Should he win, the paper says, the results could be "disastrous" for Bulgaria, which, "after years of delay, finally embraced free-market reforms [and became] a serious candidate for eventual admission to NATO and the European Union." It continues: "The current government, led by Prime Minister Ivan Kostov, has made remarkable progress during its term. [As] with numerous reformist leaders before him, however, Mr. Kostov's reward for sound leadership has been bitter enmity from those thrown out of work or impoverished by the reforms -- and impatient expectation of better times from many others. With his regal bearing and grand gestures, Bulgaria's former king seems to offer quick relief. [The West] can only hope that the shallow spell he casts wears off before election day."
Columnist Jeff Jacoby writes in "The Boston Globe" that the 2008 Summer Olympics should be held anywhere but Beijing. As the International Olympic Committee prepares to announce on 12 July which of five cities -- Osaka, Paris, Toronto, Beijing, or Istanbul -- will host the games, he writes: "Normal human beings would blanch at the thought of inviting athletes to compete at the site of an infamous massacre. But China's communist rulers are not normal human beings. So it should come as no surprise that they propose to hold [Olympic] events in and around [Tiananmen Square], where the People's Liberation Army killed as many as 2,000 pro-democracy student demonstrators in June 1989."

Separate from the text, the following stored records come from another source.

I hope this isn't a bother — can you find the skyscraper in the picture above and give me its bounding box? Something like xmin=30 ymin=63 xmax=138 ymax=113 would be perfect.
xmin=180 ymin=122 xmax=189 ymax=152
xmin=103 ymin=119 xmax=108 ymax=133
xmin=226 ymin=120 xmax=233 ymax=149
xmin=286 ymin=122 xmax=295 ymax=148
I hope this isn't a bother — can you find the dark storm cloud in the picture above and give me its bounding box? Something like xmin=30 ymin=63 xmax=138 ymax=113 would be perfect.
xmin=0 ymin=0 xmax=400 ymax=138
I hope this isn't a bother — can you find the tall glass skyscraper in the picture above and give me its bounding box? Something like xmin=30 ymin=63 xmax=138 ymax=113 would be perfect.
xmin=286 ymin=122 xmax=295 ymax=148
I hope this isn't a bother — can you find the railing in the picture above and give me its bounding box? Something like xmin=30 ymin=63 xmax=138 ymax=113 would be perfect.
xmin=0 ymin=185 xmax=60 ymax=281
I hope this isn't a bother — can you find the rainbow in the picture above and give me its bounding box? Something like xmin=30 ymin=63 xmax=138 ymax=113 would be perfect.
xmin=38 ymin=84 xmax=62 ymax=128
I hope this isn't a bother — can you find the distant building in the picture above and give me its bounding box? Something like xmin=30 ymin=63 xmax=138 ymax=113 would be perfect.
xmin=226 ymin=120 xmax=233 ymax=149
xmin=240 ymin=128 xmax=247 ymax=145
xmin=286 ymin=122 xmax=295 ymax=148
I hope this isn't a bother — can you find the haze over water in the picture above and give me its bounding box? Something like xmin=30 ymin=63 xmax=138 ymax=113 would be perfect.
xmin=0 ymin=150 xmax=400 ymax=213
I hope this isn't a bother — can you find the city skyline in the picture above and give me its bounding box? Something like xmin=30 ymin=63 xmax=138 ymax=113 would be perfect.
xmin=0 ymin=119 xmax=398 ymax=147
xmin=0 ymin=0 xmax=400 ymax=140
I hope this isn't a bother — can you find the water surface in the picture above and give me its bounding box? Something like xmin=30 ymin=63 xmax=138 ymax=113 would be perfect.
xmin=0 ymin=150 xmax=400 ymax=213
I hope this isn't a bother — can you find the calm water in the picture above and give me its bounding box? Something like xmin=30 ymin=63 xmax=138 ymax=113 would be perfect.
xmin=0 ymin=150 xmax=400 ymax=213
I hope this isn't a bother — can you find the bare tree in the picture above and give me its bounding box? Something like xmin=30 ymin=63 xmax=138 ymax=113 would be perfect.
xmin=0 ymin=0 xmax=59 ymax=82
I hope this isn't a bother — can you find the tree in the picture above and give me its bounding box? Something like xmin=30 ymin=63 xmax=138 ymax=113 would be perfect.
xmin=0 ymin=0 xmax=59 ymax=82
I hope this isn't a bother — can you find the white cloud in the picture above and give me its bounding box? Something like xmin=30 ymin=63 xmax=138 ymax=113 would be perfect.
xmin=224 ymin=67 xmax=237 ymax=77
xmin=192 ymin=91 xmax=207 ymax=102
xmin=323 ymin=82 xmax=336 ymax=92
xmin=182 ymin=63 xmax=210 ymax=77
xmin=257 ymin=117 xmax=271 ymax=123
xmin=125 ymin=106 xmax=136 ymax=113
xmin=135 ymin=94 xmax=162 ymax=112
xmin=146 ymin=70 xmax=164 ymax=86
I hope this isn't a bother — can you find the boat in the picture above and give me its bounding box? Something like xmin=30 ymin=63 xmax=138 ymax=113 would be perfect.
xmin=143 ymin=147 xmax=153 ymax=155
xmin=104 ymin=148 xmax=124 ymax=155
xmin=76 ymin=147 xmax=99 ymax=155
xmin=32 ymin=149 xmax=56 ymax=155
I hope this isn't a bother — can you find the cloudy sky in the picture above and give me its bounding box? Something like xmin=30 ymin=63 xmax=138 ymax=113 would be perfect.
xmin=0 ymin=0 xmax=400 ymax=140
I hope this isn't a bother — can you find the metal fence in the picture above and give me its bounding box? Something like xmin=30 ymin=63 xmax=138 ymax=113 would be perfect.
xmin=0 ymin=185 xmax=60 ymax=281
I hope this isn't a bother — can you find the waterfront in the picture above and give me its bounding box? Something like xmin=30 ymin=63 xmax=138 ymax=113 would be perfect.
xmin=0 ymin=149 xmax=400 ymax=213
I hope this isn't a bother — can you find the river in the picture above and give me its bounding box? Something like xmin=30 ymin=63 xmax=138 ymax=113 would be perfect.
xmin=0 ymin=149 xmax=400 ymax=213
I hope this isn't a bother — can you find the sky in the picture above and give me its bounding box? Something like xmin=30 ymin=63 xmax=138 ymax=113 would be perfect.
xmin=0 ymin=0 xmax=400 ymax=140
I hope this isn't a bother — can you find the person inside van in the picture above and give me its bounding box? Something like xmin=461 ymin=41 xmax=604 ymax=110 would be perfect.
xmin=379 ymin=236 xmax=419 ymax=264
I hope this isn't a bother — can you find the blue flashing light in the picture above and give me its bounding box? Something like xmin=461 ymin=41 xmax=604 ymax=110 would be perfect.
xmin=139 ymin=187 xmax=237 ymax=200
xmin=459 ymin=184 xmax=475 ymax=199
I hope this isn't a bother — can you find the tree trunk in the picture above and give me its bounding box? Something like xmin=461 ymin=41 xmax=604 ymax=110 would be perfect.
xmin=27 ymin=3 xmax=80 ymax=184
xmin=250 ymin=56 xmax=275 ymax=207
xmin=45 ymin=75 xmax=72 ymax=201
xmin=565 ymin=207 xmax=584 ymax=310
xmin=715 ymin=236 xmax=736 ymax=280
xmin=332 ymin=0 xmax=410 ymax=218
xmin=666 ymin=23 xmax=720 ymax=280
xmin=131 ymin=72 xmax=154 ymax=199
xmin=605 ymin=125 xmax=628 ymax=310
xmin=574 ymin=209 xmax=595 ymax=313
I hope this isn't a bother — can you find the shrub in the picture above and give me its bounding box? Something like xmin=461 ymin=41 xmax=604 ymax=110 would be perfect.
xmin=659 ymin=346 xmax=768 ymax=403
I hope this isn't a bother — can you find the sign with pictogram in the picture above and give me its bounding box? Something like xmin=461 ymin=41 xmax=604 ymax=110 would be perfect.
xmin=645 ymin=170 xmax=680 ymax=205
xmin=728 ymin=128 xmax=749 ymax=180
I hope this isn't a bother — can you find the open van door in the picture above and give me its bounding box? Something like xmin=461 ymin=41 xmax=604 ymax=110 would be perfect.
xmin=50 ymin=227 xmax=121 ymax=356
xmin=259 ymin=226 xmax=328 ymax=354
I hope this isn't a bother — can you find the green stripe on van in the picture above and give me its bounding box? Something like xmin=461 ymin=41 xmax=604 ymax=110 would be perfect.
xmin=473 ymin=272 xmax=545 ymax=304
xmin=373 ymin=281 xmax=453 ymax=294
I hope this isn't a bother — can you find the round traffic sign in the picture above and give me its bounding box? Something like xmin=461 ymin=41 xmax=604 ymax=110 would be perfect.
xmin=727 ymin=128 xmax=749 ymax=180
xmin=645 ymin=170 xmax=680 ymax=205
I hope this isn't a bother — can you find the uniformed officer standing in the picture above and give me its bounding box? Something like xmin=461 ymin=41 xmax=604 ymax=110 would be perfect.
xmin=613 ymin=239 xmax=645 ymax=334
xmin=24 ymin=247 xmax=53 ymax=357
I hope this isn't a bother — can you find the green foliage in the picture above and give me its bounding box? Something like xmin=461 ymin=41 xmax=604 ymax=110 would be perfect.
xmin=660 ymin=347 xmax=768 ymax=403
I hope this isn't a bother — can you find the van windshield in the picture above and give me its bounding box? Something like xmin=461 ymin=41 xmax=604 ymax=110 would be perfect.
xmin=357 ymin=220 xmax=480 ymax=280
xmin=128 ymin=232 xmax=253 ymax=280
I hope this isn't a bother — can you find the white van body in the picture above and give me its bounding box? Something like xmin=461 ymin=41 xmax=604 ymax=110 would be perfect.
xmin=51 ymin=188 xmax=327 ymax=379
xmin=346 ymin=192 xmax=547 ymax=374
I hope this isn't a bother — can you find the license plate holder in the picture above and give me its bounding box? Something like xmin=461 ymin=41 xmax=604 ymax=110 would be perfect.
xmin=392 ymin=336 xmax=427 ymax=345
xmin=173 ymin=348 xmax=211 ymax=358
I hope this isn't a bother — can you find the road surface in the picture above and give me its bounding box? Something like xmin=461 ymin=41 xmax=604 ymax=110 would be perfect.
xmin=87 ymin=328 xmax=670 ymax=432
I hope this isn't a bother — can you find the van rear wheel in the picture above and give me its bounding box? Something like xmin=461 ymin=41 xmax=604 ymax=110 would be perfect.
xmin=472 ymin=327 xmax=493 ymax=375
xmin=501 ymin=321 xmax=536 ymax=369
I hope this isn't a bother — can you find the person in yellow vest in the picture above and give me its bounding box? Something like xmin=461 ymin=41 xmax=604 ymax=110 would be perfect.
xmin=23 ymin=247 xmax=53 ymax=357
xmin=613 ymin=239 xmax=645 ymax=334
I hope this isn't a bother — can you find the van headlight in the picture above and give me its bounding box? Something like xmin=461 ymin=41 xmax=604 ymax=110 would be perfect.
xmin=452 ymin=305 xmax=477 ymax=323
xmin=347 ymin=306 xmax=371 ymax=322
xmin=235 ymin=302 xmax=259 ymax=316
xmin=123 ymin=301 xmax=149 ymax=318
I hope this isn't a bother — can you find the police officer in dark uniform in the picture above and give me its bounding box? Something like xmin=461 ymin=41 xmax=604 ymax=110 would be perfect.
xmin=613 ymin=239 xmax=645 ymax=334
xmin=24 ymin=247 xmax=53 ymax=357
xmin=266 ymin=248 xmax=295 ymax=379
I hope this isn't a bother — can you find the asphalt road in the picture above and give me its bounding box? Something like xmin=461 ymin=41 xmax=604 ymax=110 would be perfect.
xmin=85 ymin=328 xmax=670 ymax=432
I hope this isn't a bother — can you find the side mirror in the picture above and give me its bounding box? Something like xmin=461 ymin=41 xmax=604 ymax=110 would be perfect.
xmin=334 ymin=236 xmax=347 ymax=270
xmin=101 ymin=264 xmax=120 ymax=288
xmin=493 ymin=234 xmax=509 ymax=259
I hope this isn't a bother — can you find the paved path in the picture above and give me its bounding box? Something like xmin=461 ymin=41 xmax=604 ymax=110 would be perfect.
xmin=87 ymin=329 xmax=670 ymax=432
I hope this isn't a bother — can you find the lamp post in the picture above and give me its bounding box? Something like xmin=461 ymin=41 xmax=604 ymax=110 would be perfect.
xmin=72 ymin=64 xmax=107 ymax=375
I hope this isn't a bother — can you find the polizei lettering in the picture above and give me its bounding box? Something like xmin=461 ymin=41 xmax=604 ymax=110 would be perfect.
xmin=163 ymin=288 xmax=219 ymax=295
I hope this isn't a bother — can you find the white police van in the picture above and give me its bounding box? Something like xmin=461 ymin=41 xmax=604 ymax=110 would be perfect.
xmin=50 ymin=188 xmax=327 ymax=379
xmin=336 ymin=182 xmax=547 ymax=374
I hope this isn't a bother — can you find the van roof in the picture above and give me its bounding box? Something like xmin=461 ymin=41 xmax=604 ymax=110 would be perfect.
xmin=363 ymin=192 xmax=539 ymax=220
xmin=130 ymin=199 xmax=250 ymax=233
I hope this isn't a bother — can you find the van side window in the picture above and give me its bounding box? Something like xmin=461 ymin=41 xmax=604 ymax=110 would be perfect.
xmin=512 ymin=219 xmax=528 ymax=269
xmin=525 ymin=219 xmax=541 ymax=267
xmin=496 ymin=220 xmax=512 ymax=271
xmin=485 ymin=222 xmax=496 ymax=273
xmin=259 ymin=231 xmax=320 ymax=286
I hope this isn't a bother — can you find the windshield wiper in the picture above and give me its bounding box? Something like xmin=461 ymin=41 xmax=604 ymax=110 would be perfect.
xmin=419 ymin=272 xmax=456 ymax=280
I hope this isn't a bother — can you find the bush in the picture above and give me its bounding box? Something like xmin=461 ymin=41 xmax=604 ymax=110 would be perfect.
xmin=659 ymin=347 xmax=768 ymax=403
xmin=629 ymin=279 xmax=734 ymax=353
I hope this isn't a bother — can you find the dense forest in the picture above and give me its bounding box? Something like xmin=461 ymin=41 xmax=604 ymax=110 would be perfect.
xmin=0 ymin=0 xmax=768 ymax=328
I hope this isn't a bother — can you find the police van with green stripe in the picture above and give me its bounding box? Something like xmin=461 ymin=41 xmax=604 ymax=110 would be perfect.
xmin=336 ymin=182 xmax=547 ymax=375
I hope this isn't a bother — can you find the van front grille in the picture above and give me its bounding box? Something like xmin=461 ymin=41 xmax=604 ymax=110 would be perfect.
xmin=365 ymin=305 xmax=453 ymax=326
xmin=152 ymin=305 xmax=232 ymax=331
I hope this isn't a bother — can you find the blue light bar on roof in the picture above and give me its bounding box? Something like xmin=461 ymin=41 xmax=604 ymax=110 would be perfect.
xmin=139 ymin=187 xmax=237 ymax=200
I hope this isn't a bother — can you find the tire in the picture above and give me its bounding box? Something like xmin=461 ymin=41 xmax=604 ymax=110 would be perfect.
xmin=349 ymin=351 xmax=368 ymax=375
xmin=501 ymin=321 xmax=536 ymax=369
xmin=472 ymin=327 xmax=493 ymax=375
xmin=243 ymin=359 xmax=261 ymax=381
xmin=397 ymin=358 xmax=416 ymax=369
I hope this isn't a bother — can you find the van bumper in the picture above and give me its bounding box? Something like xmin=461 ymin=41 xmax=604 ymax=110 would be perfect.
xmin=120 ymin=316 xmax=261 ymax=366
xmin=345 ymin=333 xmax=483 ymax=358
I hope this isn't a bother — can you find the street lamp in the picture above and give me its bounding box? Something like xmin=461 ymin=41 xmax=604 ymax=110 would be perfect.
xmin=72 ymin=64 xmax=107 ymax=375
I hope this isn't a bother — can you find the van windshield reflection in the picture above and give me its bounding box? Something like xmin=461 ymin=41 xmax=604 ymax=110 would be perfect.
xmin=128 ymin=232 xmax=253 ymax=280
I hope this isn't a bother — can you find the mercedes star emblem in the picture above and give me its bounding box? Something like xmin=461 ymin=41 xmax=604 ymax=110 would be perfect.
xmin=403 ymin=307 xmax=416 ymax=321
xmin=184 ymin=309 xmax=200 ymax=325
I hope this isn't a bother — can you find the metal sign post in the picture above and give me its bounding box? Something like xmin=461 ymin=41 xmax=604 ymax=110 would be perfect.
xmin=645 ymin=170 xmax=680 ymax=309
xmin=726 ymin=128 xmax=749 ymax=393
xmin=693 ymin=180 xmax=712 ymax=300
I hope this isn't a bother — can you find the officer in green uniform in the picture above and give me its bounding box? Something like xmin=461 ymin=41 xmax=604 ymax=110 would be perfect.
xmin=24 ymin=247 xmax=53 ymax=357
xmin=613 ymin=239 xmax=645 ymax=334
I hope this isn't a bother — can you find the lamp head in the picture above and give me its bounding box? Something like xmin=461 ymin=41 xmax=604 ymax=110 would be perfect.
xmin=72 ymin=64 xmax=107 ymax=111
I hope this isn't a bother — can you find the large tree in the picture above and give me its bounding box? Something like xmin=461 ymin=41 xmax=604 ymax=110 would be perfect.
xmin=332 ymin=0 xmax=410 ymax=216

He continues: "There are those who suggest that awarding China the Olympics could help reduce atrocities -- [the] reformers would be empowered and the government would have to be on its best behavior. But if recent Chinese conduct is any guide, it is more likely that giving the Olympics to Beijing will embolden the communists to crack down even more savagely on dissenters and minorities."
And he adds: "No doubt [Chinese officials] know that the IOC has never pulled the games from a host city because of belligerent or offensive behavior -- not even in 1936 and 1980, the only times the Olympics were held in a totalitarian state (Berlin and Moscow, respectively)."